It's Paris-Dakar Rally time again, the mostly annual romp from north-central France to Dakar, Senegal via Spain, Morocco, Mauritania, and other exotic places. Geography fans will note that the straight-line distance requires riding through a significant hunk of a rather large desert. It is not something for the faint of heart. It's also not something that is always spectator-friendly. The public relations boys for the rally tend to cancel the event when they have to bury too many innocent bystanders from the year before. Last year must have been relatively quiet, for before dawn on New Year's Day, 349 vehicles --- 173 motorcycles, 115 cars, and 61 trucks --- were warming up in Versailles, France.
Sure, they call it a rally, but believe me, in large sections of this event it is nothing but a flat out race. The course is divided into transit zones (called "liaisons") and stages (called "stages"). The purpose of the transit zone is to allow entrants to travel from one stage to another along public roads, generally at a velocity approximating the local speed limit. When you reach the end of a transit zone, you begin a stage at an assigned time. When you've completed the stage, you're either through for the day or you begin another quiet transit zone. It's not rocket psychiatry. The only requirement is that you must be on time to begin your stage. If you can read a watch, you should be in good shape. When they drop the flag that signals the start of your stage, you take off.
And God, how you will take off. Here again, the problem is not a subtle one. Stages vary wildly in the distances that they cover, but they share one common trait: the time that you are given to complete the stage, no matter how long it may be, is zero seconds. Few vehicles, even the frightening super-production KTMs that are expected to dominate the bike class of the rally, can travel at the speed of light. You will thus incur penalty points --- one per second --- that you are late at the end of the stage. After eighteen days, the fewest penalty points will win. Simple, huh?
The organizers took it easy on the field today. It was a 938 km tour from Versailles, through Paris, south down the spine of central France, and concluding at Narbonne near the border with Spain. There was just one stage, an 11 km section of dirt. No problem. Well, almost no problem. It was bitterly cold and the dirt wasn't dirt any longer. It was mud, cold mud, and there was a lot of it. But the neat thing about the Paris-Dakar is that no matter how ugly it gets, someone will get through there in the least amount of time. And today belonged to local amateur Francois Flick.
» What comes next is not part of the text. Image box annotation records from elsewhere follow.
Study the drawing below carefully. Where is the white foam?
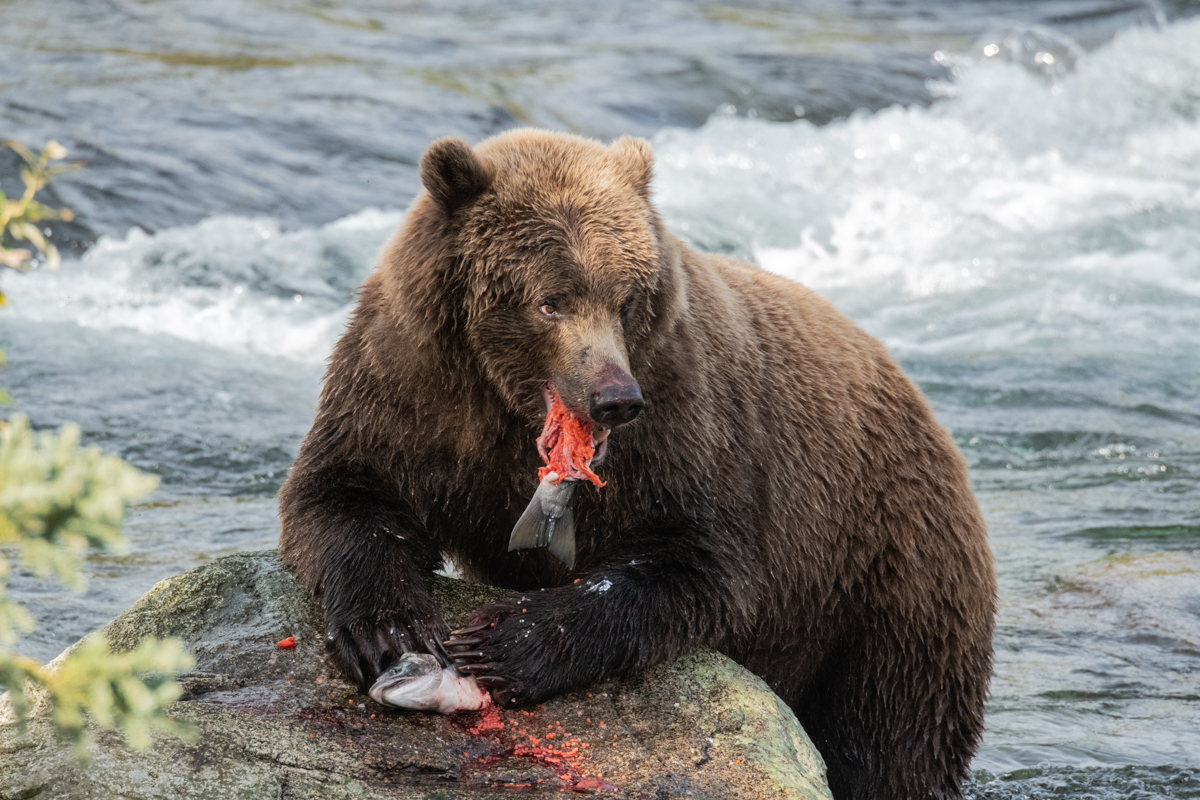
[655,19,1200,353]
[5,209,401,362]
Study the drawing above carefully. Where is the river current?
[0,0,1200,798]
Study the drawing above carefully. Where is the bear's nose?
[588,381,646,426]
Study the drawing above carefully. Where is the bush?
[0,140,192,758]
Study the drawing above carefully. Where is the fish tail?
[509,497,575,569]
[550,509,575,570]
[509,495,556,553]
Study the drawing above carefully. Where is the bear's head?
[392,130,673,431]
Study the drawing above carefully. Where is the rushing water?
[0,1,1200,798]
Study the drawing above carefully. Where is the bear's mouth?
[541,384,612,469]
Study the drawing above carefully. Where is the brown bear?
[280,130,996,800]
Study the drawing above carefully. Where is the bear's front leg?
[280,459,449,691]
[446,542,754,708]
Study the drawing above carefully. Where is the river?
[0,0,1200,798]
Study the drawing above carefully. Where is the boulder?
[0,551,830,800]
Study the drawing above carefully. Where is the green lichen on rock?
[0,552,829,800]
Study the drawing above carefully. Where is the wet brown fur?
[280,131,995,800]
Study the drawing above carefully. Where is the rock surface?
[0,552,829,800]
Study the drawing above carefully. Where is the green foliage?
[0,140,193,758]
[0,139,83,298]
[0,416,192,756]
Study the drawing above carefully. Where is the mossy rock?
[0,551,829,800]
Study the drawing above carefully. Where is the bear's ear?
[608,136,654,197]
[421,139,491,211]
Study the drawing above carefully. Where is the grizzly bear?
[280,130,996,800]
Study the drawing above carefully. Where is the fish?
[368,652,492,714]
[509,471,578,570]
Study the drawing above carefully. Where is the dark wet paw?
[445,596,542,708]
[325,618,450,691]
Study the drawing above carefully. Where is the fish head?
[368,652,442,708]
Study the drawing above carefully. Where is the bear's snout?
[588,368,646,427]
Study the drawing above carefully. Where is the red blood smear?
[467,705,617,793]
[538,392,604,486]
[571,777,617,792]
[467,705,504,736]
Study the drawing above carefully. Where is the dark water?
[0,0,1200,798]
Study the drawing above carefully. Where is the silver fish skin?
[368,652,492,714]
[509,473,578,570]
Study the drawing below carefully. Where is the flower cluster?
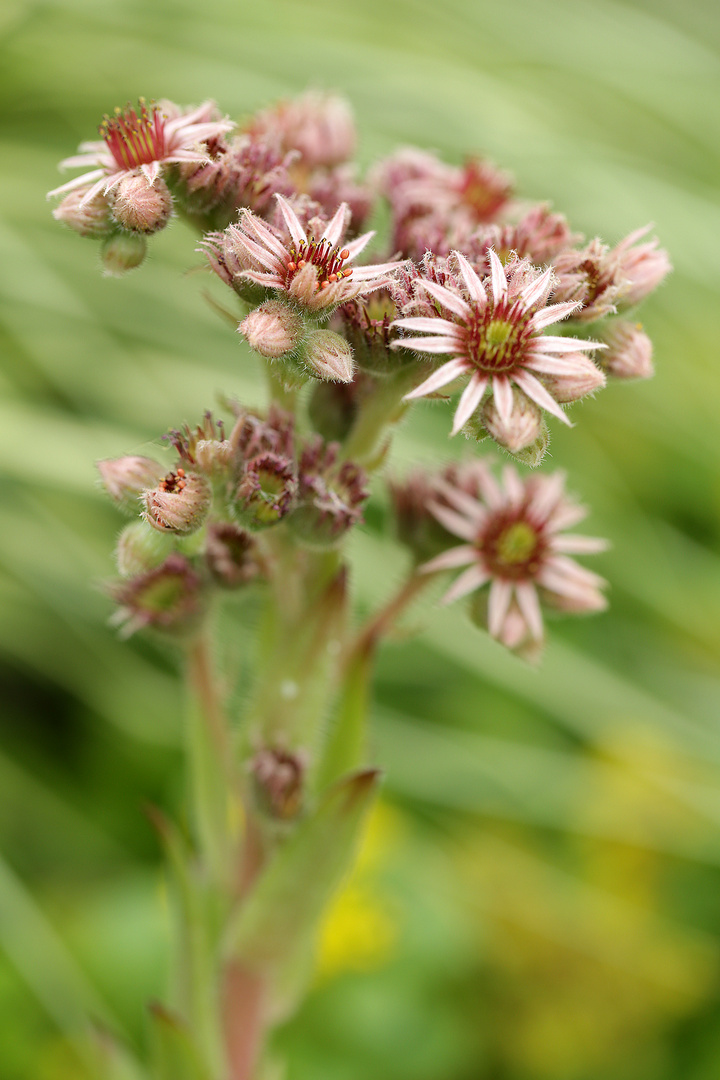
[51,92,670,648]
[98,406,369,634]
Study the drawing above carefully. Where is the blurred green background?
[0,0,720,1080]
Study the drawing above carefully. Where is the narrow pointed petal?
[427,502,478,543]
[488,248,507,303]
[391,337,459,356]
[353,262,403,281]
[440,566,490,605]
[488,578,513,637]
[524,352,600,379]
[403,360,467,401]
[515,582,543,642]
[418,543,477,573]
[390,315,458,334]
[275,193,308,247]
[140,161,160,187]
[530,300,582,330]
[450,375,488,435]
[452,252,488,308]
[513,370,572,428]
[520,267,553,308]
[345,229,375,260]
[242,210,290,262]
[531,334,608,352]
[551,532,610,555]
[492,375,513,424]
[234,234,282,274]
[323,203,348,247]
[418,278,473,319]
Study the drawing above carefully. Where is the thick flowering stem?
[341,367,418,469]
[187,630,232,883]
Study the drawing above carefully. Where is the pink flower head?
[393,251,604,435]
[223,194,400,311]
[422,462,607,648]
[49,97,234,202]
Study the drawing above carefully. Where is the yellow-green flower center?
[495,522,538,567]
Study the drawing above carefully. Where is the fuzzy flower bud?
[205,522,260,589]
[53,185,114,240]
[601,319,655,379]
[112,173,173,233]
[100,232,148,278]
[233,453,298,529]
[97,457,165,515]
[481,387,547,456]
[304,330,354,382]
[237,300,304,360]
[543,353,607,404]
[110,554,203,637]
[142,469,212,536]
[250,748,305,821]
[116,522,173,578]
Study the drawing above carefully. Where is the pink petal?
[322,203,348,247]
[488,248,507,303]
[530,300,582,330]
[418,543,477,573]
[452,252,488,308]
[450,374,488,435]
[403,358,467,401]
[275,192,308,247]
[513,370,572,428]
[492,375,513,424]
[440,566,490,605]
[532,334,608,352]
[242,210,290,264]
[345,229,375,259]
[418,278,473,319]
[488,578,513,637]
[391,337,459,356]
[519,267,553,308]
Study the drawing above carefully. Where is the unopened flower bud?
[110,554,204,637]
[53,186,114,240]
[304,330,355,382]
[112,173,173,233]
[142,469,212,536]
[233,453,298,529]
[250,748,305,821]
[97,457,165,515]
[543,353,607,404]
[600,319,655,379]
[237,300,304,360]
[205,522,260,589]
[289,435,370,550]
[481,387,545,454]
[100,232,148,278]
[116,522,173,578]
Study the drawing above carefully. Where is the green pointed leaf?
[150,1003,213,1080]
[227,769,380,970]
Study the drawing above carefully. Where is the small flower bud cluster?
[98,406,368,633]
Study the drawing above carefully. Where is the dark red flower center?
[465,299,534,375]
[477,510,547,581]
[99,97,165,168]
[285,237,353,288]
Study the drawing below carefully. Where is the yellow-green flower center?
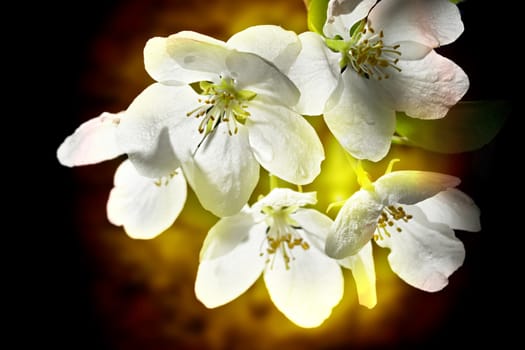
[186,77,257,137]
[153,170,178,187]
[326,20,401,80]
[374,205,412,241]
[260,206,310,270]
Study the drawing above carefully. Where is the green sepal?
[307,0,329,36]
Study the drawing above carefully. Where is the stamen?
[344,20,401,80]
[259,206,310,270]
[374,205,413,241]
[186,75,256,152]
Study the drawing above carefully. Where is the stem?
[268,174,279,191]
[392,135,415,147]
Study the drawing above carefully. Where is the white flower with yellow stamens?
[119,31,324,216]
[276,0,469,161]
[326,160,481,298]
[57,112,186,239]
[195,188,343,327]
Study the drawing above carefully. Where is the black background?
[14,0,525,349]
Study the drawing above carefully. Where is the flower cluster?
[57,0,480,327]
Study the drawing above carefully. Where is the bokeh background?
[30,0,523,350]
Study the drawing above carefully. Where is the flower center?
[186,75,256,140]
[153,170,178,187]
[374,205,412,241]
[260,206,310,270]
[327,20,401,80]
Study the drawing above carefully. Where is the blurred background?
[25,0,523,350]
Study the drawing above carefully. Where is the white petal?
[107,160,186,239]
[253,188,317,211]
[324,69,396,161]
[377,206,465,292]
[57,112,124,167]
[416,188,481,232]
[326,190,383,259]
[144,31,224,84]
[381,51,469,119]
[264,242,344,328]
[339,242,377,309]
[164,31,230,83]
[374,170,460,205]
[368,0,463,48]
[323,0,377,40]
[246,101,325,185]
[182,123,259,217]
[226,50,299,107]
[195,214,266,308]
[290,208,333,251]
[117,84,198,178]
[287,32,341,115]
[226,25,301,72]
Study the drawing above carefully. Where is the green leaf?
[394,100,511,153]
[308,0,329,35]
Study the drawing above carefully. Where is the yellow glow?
[74,0,476,350]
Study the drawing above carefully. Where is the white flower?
[195,188,343,327]
[57,111,186,239]
[119,31,324,216]
[283,0,469,161]
[326,167,480,300]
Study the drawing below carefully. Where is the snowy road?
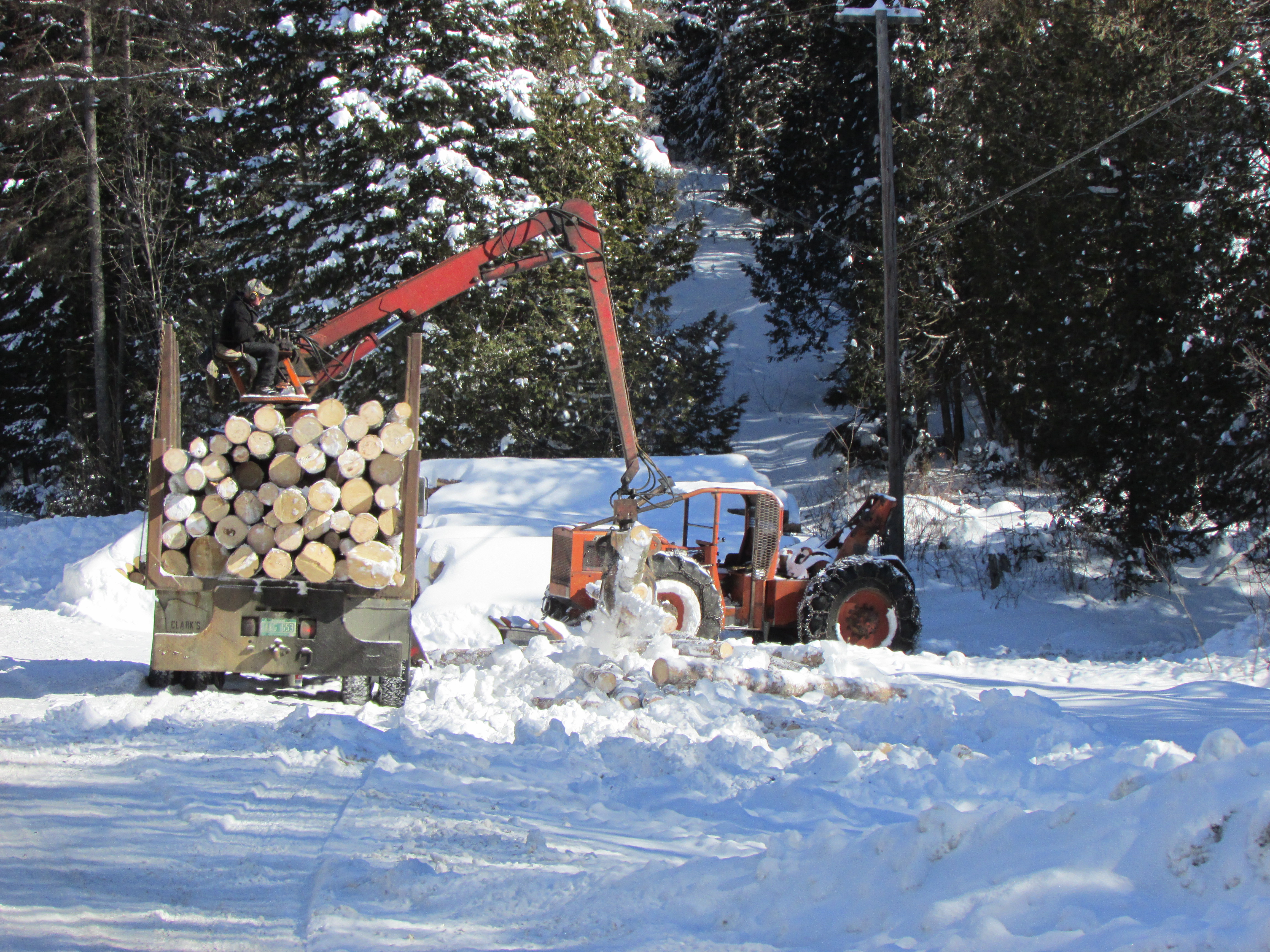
[0,589,1270,950]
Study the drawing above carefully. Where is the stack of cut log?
[152,400,414,589]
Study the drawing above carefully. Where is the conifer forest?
[0,0,1270,566]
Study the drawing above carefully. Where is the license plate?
[260,618,296,639]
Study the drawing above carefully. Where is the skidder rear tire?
[798,556,922,651]
[652,552,723,640]
[378,661,410,707]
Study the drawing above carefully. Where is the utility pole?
[83,4,112,455]
[833,0,922,559]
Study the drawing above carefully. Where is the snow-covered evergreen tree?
[190,0,739,455]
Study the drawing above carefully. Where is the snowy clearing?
[0,472,1270,950]
[0,180,1270,952]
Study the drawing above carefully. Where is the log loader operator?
[220,278,278,396]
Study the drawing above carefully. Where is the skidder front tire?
[652,552,723,640]
[378,661,410,707]
[339,674,371,707]
[798,556,922,651]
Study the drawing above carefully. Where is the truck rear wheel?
[653,552,723,639]
[146,668,177,691]
[378,661,410,707]
[798,556,922,651]
[179,672,225,691]
[339,674,371,706]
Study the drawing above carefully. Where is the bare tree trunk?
[84,6,111,452]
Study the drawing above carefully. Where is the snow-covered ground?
[7,180,1270,952]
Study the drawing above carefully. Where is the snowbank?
[0,513,142,608]
[46,522,155,631]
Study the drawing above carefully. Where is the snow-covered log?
[653,658,904,701]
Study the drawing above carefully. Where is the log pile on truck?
[153,400,414,590]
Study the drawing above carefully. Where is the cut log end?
[163,447,189,476]
[357,400,384,430]
[296,542,335,583]
[262,548,292,579]
[189,536,228,579]
[225,416,255,445]
[159,548,189,575]
[347,542,397,589]
[316,397,348,426]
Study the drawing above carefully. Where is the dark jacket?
[221,291,260,344]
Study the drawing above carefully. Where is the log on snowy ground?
[573,664,617,694]
[758,645,824,668]
[424,647,494,668]
[612,680,644,711]
[631,637,733,659]
[653,658,906,701]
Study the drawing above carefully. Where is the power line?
[900,56,1251,251]
[737,56,1252,251]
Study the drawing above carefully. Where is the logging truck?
[128,199,919,706]
[128,201,626,706]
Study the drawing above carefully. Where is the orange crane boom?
[271,198,641,500]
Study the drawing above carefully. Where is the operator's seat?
[198,340,258,404]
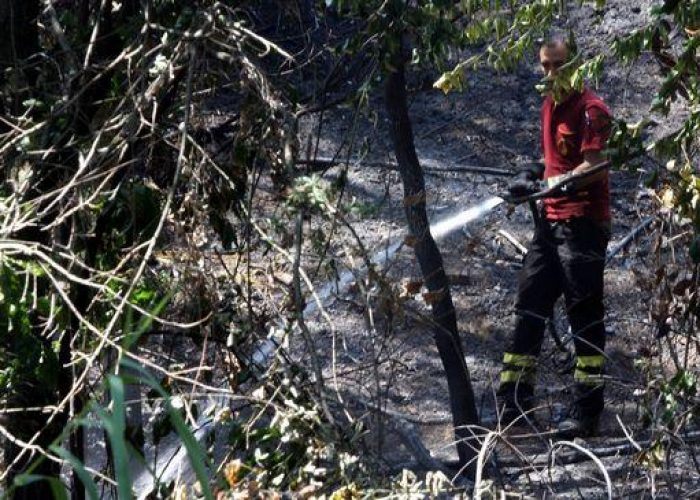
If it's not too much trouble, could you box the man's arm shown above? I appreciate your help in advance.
[571,149,608,190]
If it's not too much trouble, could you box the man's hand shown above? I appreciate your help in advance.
[508,163,544,198]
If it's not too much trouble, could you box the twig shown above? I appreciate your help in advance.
[498,229,527,255]
[547,441,612,499]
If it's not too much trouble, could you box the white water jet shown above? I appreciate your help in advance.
[304,196,505,316]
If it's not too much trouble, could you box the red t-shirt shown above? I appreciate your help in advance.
[540,89,610,221]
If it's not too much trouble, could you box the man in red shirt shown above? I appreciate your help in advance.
[498,40,610,438]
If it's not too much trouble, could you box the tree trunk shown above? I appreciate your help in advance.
[385,38,479,477]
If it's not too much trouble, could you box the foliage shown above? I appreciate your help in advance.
[0,0,700,498]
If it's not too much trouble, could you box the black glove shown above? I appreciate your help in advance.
[508,163,544,198]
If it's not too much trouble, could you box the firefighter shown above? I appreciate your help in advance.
[497,40,610,438]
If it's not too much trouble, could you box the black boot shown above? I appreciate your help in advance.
[557,384,605,439]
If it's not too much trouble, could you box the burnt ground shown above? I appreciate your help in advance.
[286,1,698,498]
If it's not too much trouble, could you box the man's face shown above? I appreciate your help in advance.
[540,44,569,79]
[535,43,576,103]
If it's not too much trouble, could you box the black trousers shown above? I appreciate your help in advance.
[499,218,610,412]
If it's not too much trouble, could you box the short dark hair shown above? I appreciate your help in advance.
[541,37,569,50]
[540,33,578,59]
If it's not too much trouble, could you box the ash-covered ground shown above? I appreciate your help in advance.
[292,1,697,498]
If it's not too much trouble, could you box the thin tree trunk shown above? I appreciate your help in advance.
[385,38,479,477]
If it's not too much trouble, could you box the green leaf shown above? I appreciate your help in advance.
[121,358,214,500]
[14,474,68,500]
[94,375,133,500]
[50,445,100,500]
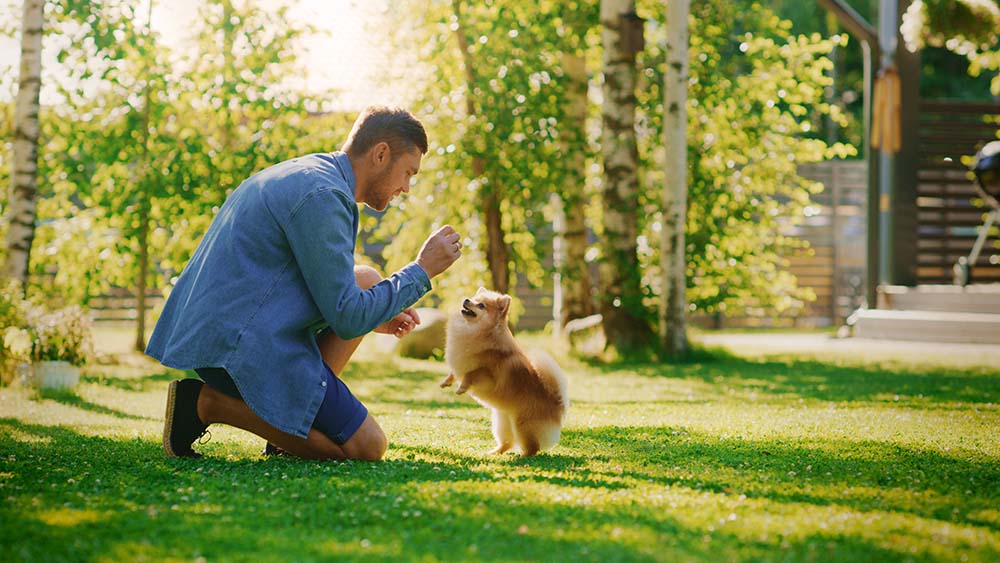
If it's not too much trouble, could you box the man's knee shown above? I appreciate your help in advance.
[343,414,389,461]
[354,266,382,289]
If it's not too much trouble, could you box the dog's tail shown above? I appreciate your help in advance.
[529,350,569,412]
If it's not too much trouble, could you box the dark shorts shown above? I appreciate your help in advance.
[194,364,368,444]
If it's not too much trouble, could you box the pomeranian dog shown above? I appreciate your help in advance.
[441,288,569,456]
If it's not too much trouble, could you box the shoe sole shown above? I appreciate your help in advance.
[163,381,181,457]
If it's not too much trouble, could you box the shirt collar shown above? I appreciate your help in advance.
[333,151,354,195]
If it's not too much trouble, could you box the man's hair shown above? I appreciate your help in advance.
[343,106,427,156]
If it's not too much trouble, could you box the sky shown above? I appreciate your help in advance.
[0,0,403,111]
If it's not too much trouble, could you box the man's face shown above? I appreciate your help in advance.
[365,148,422,211]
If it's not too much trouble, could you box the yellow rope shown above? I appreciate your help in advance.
[871,68,902,154]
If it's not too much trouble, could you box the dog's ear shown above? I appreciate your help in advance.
[497,295,510,317]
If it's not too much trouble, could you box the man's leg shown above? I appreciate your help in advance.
[198,385,386,461]
[254,266,387,461]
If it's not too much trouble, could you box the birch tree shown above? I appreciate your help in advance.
[451,0,510,293]
[599,0,653,350]
[552,18,595,332]
[3,0,45,288]
[660,0,691,358]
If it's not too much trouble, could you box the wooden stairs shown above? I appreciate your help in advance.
[847,284,1000,345]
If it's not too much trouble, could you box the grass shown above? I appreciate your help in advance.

Frankie couldn't have been looking forward to this. His bike, a Honda XR400, was an infantile joke compared to the brooding factory KTMs that could flatten him and never notice. But Frankie had a few things going for him: he was a Frenchman, there were nearly seventy thousand Frenchmen screaming his name at the start of the stage, and his bike weighed next to nothing. Allez! Frankie, they yelled.
And allez Frankie did, cutting through the 6.84 miles of slime at about 43 mph. Normally that would have gotten him a finishing position of about 167th in the field, but this was not a normal day. The mud got worse. Then it got horrible. Then it became impassable. Halfway through the lineup, the organizers stopped the carnage. They gave median scores to contestants who were prevented from completing the stage. You'll never hear Francois Flick's name again in the Paris-Dakar this year unless he kills himself or someone else, but his time held up. Not only that, his tiny little production bike, a class just a step above a skateboard, was nearly a minute ahead of the fastest super-production entry with any realistic chance of winning.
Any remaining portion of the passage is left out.